I have the following data frame, which is a subset of a much larger one containing over 3 million rows.
df <- data.frame(Group = c(1,1,1,2,2,3,3,3,2,2,4,4,1,4,1,3,1,3,2,4,2,1,3,2,4),
SubGroup = c("A","A","C","B","C","A","B","C","C","A","B","C","C","A","B","C","A","A","B","A","C","C","B","B","C"),
Type = c("Z","Y","Z","X","X","Y","Z","X","Z","Y","Y","Y","X","Y","Z","X","X","Z","Y","X","Z","Z","Y","X","Y"),
Value = c(4,7,2,8,4,6,1,8,3,6,3,6,3,5,6,7,3,2,7,4,9,4,7,8,1),
Dup = c(1,1,0,0,0,1,0,1,1,0,1,0,0,1,0,1,0,1,0,1,1,0,1,1,1))

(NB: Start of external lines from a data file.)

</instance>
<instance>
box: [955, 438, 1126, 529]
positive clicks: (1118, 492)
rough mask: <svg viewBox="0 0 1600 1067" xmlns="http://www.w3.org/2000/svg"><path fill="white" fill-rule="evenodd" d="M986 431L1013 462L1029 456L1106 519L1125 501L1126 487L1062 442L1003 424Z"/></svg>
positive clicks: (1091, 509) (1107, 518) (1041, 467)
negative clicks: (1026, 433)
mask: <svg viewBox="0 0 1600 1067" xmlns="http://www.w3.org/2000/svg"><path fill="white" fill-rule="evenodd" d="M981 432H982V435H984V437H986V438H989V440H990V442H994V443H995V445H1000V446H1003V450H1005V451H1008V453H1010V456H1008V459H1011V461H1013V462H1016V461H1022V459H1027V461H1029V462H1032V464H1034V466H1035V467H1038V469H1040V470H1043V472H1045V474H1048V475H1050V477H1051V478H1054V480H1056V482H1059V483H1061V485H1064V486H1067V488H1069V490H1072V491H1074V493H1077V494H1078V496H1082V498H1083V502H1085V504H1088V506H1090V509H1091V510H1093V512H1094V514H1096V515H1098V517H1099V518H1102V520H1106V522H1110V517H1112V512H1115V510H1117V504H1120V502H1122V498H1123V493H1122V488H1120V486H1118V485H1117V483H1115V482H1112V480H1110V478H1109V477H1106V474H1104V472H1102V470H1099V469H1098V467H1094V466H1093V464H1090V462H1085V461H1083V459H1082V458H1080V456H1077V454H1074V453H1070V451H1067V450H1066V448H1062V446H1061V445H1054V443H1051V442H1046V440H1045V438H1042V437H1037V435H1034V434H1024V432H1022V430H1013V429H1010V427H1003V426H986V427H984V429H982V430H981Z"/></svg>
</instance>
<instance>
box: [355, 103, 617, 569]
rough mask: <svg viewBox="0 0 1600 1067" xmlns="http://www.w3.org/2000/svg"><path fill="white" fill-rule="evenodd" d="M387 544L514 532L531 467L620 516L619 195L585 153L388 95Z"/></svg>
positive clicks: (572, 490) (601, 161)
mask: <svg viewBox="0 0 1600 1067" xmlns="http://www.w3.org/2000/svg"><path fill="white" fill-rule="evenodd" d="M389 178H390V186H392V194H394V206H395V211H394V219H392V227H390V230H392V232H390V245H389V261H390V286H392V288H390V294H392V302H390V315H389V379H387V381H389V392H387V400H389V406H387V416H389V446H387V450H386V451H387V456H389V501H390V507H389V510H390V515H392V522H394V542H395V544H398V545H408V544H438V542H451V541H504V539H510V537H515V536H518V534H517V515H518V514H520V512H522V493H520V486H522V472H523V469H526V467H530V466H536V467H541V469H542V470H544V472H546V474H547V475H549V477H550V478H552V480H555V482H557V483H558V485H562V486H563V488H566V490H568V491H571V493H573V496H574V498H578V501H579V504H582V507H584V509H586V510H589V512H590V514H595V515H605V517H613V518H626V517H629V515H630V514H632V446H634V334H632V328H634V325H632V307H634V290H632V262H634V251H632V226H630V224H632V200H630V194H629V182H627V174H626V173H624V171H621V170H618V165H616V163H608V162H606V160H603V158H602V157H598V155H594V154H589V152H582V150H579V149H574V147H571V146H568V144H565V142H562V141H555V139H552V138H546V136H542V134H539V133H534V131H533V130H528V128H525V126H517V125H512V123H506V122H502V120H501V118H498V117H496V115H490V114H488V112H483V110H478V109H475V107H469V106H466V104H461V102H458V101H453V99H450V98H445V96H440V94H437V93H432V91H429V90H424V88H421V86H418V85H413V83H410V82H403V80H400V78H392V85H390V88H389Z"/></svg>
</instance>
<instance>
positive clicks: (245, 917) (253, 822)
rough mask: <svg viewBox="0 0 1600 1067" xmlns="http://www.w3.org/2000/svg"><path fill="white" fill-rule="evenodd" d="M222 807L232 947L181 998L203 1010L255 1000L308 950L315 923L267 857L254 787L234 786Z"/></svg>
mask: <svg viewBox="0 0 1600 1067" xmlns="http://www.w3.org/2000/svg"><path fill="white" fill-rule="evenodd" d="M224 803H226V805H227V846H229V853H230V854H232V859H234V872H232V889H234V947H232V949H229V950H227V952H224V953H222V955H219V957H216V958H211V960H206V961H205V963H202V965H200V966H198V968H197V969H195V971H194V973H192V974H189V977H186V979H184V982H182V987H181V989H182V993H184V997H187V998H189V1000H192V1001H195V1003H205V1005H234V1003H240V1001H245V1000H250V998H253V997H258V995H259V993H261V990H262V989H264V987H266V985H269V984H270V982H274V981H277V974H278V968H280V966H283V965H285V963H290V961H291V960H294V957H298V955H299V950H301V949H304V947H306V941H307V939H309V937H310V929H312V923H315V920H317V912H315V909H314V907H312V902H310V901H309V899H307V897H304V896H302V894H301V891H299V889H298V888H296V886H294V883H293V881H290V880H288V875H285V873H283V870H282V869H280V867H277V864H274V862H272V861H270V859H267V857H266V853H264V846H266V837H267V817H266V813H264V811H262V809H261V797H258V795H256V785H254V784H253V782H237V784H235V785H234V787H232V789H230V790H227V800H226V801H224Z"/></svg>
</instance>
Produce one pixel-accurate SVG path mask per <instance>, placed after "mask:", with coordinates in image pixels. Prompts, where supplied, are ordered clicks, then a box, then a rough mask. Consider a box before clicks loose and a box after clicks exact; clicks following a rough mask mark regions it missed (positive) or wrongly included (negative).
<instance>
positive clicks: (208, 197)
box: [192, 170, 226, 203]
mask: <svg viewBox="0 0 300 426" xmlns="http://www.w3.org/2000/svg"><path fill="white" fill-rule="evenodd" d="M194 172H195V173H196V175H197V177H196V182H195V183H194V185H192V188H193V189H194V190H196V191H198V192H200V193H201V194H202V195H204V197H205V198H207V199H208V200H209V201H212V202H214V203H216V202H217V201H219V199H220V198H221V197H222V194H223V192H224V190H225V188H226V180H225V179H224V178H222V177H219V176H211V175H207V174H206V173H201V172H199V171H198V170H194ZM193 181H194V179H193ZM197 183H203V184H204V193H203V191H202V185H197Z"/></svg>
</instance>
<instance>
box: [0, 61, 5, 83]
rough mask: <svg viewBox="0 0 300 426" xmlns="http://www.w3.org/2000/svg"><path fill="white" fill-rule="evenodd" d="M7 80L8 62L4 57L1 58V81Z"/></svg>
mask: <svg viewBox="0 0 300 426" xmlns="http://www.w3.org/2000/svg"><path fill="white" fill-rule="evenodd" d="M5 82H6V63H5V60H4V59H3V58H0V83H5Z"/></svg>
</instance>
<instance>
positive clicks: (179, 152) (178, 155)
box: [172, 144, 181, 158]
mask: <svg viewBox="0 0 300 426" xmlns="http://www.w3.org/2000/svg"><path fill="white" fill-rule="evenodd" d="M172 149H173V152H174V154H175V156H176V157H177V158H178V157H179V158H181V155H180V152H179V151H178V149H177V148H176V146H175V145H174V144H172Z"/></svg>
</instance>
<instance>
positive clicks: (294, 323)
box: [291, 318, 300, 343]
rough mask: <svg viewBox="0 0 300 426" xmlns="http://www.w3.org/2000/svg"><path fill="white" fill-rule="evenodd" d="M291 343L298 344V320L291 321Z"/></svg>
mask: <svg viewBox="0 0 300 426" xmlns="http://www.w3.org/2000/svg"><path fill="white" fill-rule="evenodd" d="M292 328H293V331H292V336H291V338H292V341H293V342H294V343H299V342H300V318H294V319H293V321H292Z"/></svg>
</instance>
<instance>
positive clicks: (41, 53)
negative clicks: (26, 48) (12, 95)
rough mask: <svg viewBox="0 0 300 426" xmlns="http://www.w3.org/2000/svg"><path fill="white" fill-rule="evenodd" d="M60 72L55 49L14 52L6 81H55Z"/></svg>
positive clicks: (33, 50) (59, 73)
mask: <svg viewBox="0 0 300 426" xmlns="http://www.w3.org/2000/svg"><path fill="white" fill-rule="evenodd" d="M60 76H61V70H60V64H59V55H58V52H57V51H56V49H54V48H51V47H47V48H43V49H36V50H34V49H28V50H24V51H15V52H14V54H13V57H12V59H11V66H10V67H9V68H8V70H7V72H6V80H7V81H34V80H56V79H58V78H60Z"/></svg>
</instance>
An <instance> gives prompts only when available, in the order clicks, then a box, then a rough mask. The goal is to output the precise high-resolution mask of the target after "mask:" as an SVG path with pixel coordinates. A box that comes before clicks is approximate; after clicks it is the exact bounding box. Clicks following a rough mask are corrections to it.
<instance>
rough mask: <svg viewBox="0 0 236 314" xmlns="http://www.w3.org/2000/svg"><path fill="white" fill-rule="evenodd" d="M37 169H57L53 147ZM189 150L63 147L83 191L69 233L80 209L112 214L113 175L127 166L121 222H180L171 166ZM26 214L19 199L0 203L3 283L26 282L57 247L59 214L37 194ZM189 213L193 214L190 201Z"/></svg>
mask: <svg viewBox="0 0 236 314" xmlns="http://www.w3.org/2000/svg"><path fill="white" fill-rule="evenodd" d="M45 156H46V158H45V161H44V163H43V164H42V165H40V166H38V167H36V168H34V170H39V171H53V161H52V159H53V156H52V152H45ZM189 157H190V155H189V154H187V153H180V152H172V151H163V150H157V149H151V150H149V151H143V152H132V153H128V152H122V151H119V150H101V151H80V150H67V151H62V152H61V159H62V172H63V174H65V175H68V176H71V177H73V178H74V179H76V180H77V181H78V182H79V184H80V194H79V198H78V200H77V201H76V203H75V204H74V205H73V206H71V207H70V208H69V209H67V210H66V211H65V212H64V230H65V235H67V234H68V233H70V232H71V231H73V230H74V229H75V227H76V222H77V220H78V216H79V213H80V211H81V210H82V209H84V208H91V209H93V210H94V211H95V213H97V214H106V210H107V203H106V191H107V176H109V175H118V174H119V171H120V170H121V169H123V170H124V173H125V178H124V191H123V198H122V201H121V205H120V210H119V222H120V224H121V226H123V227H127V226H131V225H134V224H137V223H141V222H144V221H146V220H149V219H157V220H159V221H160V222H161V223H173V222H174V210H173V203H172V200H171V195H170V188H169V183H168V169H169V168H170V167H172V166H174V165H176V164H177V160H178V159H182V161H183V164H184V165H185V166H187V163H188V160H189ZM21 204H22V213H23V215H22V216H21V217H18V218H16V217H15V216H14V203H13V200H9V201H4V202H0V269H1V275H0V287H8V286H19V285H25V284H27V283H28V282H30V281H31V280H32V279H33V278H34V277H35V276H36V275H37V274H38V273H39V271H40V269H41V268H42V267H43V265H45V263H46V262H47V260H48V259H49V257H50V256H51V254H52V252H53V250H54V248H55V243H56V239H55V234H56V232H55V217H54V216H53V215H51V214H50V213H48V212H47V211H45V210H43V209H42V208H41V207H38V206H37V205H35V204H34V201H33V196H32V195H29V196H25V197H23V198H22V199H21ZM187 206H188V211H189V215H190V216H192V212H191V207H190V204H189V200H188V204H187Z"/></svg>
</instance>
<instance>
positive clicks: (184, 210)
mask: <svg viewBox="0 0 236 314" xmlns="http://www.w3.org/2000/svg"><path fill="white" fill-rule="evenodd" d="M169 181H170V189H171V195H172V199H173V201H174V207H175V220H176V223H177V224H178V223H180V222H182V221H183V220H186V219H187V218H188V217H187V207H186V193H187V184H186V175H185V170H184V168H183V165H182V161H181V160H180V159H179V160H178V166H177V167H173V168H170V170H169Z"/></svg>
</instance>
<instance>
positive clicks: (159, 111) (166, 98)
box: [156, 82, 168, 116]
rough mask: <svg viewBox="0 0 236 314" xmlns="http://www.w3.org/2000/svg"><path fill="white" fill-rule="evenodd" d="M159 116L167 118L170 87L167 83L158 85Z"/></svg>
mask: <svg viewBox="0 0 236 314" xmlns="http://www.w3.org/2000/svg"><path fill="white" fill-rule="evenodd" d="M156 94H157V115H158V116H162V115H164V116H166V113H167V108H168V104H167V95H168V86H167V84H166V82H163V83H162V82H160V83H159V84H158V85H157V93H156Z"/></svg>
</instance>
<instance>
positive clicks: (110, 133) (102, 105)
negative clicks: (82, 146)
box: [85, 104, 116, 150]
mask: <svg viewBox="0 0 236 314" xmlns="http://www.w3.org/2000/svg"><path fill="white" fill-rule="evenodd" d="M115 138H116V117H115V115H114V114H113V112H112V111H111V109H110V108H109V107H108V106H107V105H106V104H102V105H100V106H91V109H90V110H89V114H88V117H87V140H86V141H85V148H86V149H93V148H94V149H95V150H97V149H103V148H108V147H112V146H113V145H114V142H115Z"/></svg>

Per Group, there are five different formulas that I want to calculate. 1) A sum of Value by SubGroup 2) A sum of Value by SubGroup and Dup 3) A sum of Value by SubGroup and Type Z 4) A sum of Value by SubGroup and Type Y 5) A sum of Value by SubGroup and Type X
Here is the code that I currently have using dplyr:
result <- df %>%
group_by(Group) %>%
summarise(SubGroup.A.Total = sum(Value[SubGroup=="A"]),
SubGroup.A.Dup = sum(Value[SubGroup=="A" & Dup==1]),
SubGroup.A.TypeZ = sum(Value[SubGroup=="A" & Type=="Z"]),
SubGroup.A.TypeY = sum(Value[SubGroup=="A" & Type=="Y"]),
SubGroup.A.TypeX = sum(Value[SubGroup=="A" & Type=="X"]),
SubGroup.B.Total = sum(Value[SubGroup=="B"]),
SubGroup.B.Dup = sum(Value[SubGroup=="B" & Dup==1]),
SubGroup.B.TypeZ = sum(Value[SubGroup=="B" & Type=="Z"]),
SubGroup.B.TypeY = sum(Value[SubGroup=="B" & Type=="Y"]),
SubGroup.B.TypeX = sum(Value[SubGroup=="B" & Type=="X"]),
SubGroup.C.Total = sum(Value[SubGroup=="C"]),
SubGroup.C.Dup = sum(Value[SubGroup=="C" & Dup==1]),
SubGroup.C.TypeZ = sum(Value[SubGroup=="C" & Type=="Z"]),
SubGroup.C.TypeY = sum(Value[SubGroup=="C" & Type=="Y"]),
SubGroup.C.TypeX = sum(Value[SubGroup=="C" & Type=="X"]))
However, I really want to know if there is a more efficient way of doing this, both from a run time and number of lines perspective? Since I am in essence looping the same five formulas by SubGroup, I imagine there is a much simpler way of writing this.